CAPÍTULO  XVIII : TRES  ÚLTIMOS E IMPORTANTES AVISOS PARA ESTA  «INTRODUCCIÓN»

         Cada  primer día del mes, después de la  meditación, renueva la promesa que se encuentra en la  primera parte, y, en todo momento, promete que la quieres  guardar, diciendo con David: «No, jamás,  eternamente, no me olvidaré de tus justificaciones,  ¡oh Dios mío!, pues en ellas me has vivificado». Y cuando sientas en tu alma alguna  turbación, toma en tu mano tu promesa, y, postrada  con espíritu de humildad, pronúnciala con todo  tu corazón, y te sentirás en gran manera  aliviada. Haz abiertamente profesión de querer ser  devota. No digo de ser devota, sino de querer serlo, y no te  avergüences de los actos comunes y necesarios que  conducen al amor de Dios. Confiesa, sin respetos humanos,  que procuras meditar, que prefieres morir antes que pecar  mortalmente, que quieres frecuentar los sacramentos y seguir  los consejos de tu director (aunque a veces no es necesario  nombrarle, por muchos motivos). Porque esta franqueza en  confesar que queremos servir a Dios y que estamos  consagrados a su amor con un especial afecto, es muy  agradable a su divina Majestad, que no quiere que nos  avergoncemos ni de Él ni de la cruz, y,  además, cierra el camino a muchos razonamientos que  el mundo quisiera hacer en contra, y nos crea una  reputación que nos compromete a perseverar. Los  filósofos se presentaban como filósofos, para  que se les dejase vivir como tales; nosotros nos hemos de  dar a conocer como deseosos de la devoción, para que  se nos deje vivir devotamente. Y si alguien te dice que se  puede vivir devotamente, sin la práctica de estos  avisos y de estos ejercicios, no lo niegues; pero dile  amablemente que tu debilidad es tan grande, que necesita una  ayuda y un auxilio mayor del que se requiere en los  demás.
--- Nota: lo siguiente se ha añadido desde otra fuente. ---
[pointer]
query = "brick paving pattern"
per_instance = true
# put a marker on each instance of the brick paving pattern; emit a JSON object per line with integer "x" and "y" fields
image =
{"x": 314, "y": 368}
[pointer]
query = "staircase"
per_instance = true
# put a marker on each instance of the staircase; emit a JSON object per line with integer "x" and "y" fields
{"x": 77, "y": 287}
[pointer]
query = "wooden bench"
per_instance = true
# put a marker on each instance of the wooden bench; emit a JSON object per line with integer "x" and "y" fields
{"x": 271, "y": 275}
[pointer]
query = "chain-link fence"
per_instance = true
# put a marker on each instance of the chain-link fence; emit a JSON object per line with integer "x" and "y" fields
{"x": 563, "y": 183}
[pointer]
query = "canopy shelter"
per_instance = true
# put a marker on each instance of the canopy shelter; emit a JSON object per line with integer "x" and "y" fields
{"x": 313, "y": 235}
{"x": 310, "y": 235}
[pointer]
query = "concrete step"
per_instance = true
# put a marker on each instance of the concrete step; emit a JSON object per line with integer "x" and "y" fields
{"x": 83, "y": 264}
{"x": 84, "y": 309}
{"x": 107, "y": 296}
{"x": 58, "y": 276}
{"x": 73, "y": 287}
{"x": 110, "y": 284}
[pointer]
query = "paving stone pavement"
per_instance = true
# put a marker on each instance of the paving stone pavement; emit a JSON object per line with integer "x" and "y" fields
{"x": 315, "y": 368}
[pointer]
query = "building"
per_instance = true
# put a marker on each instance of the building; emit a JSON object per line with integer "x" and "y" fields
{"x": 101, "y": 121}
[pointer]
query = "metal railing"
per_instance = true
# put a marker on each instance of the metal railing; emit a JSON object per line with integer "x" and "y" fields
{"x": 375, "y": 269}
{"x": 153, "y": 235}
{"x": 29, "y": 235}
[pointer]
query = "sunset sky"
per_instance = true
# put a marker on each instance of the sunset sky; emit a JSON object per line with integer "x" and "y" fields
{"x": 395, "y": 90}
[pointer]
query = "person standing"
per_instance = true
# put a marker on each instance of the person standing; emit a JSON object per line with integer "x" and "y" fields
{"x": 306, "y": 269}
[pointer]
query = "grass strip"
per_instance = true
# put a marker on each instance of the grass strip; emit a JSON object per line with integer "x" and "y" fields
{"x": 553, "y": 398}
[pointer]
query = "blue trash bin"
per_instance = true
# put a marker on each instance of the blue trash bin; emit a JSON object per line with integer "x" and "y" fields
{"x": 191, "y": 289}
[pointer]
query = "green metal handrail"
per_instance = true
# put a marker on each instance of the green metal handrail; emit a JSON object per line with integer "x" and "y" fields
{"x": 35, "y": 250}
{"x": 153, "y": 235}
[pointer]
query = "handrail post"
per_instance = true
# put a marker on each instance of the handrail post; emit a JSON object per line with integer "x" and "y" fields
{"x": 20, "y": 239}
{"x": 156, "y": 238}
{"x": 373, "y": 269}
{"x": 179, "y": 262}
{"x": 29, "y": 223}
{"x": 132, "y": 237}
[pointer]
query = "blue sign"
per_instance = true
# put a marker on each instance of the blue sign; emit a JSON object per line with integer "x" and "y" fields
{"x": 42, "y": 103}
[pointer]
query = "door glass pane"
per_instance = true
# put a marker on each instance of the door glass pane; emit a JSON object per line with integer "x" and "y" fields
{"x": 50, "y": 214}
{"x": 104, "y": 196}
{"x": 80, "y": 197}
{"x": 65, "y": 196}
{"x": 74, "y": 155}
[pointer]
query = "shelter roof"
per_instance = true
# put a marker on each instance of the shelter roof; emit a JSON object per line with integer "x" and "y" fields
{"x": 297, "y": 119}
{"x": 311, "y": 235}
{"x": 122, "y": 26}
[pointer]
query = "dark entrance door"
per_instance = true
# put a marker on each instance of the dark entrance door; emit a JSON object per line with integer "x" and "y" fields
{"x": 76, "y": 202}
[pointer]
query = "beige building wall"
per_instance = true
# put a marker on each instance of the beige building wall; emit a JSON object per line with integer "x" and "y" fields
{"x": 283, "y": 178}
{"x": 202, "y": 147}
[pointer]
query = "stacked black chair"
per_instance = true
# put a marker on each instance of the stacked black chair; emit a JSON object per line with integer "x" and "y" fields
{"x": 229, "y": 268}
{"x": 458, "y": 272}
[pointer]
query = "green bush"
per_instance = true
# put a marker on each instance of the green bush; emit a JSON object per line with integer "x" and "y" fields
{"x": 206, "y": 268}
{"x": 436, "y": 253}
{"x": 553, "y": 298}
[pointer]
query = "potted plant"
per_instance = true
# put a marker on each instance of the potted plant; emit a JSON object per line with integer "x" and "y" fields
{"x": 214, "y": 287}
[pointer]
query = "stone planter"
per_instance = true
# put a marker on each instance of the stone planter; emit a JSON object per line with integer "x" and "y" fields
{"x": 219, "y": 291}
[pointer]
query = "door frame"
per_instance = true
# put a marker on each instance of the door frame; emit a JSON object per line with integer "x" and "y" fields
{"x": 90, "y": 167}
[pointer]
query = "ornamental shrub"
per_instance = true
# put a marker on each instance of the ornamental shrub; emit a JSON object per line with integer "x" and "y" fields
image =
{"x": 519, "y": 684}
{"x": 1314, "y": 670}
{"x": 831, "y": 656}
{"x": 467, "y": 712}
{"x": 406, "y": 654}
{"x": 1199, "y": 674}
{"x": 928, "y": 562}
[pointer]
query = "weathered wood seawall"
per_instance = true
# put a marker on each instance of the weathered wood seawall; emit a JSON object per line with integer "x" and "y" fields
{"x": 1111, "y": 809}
          Finalmente,  amada Filotea, te conjuro, por todo cuanto hay de sagrado en  el cielo y en la tierra, por el bautismo que has recibido,  por los pechos que amamantaron a Jesucristo, por el  corazón amoroso con que Él te amó, y  por las entrañas de la misericordia en la cual  esperas, que continúes y perseveres en esta  bienaventurada empresa de la vida devota. Nuestros  días se deslizan y la muerte está en la  puerta. «La trompeta -dice San Gregorio Nacianceno-,  toca a retiro; que cada uno se prepare, porque el juicio  está cerca». La madre de Sinforiano, al ver que  le conducían al martirio, gritaba detrás de  él: «Hijo mío, hijo mío,  acuérdate de la vida eterna; mira al cielo, y piensa  en Aquel que reina en él; tu próximo fin  presto acabará con tu carrera en este mundo».  Filotea, lo mismo te digo yo; mira al cielo, y no lo dejes  por el infierno; mira al infierno y no te precipites en  él por gozar de unos momentos; contempla a  Jesucristo, y no reniegues de Él por el mundo, y,  cuando la tribulación de la vida devota te parezca  dura, canta con San Francisco: «Mientras espero bienes  mejores, el trabajo de ahora es pasatiempo».

  ¡VIVA  Jesús! al cual con el Padre y el Espíritu  Santo, sea honor y gloria, ahora y siempre y por los siglos  de los siglos. Así sea.